Metadata should capture the published version.

The semantic identity of data types, attributes, and relationships should be defined such that equivalency and identity can be established. This would include the use of namespaces, controlled vocabularies, taxonomies, ontologies, geo-object types, and graph edge types.

In this paper we will present the approach for implementing these GKI requirements and interoperability use cases using open-source software. This will include the Common Geo-Registry concept for managing the authoritative and interoperable requirements, the Data Mesh framework for making the solution distributed and transitive, and the spatial knowledge graph repository for managing temporal, and versioned dependencies.
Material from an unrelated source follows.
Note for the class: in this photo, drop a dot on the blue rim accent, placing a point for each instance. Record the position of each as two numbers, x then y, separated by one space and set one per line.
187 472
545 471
We will also present the metamodel architecture used by GeoPrism Registry for managing graph dependencies, facilitating interoperability, publishing, and how it currently is being used as a graph repository.

Nathan McEachen has a passion for creating scalable software that is adaptable to changing business requirements. Mr. McEachen obtained his bachelor’s degree in computer science from the College of Engineering at Cal Poly, San Luis Obispo in the United States. He later worked as a consultant in the Product Lifecycle Management (PLM) software industry where he implemented and designed several engineering and ecommerce solutions in the biomedical device and oil and gas equipment manufacturing industries. He returned to academia and obtained a master’s degree in computer science from Colorado State University where he taught upper-division object-oriented design courses and published scientific papers in the fields of model-driven engineering (MDE), aspect-oriented programming (AOP) and software testing. Mr. McEachen later founded TerraFrame®. TerraFrame develops software utilizing spatial knowledge graphs to automate data integration and enable spatial analysis. TerraFrame’s solutions have been deployed in several countries for multiple verticals including disease intervention, economic development, media analytics, energy, and the US Department of Interior.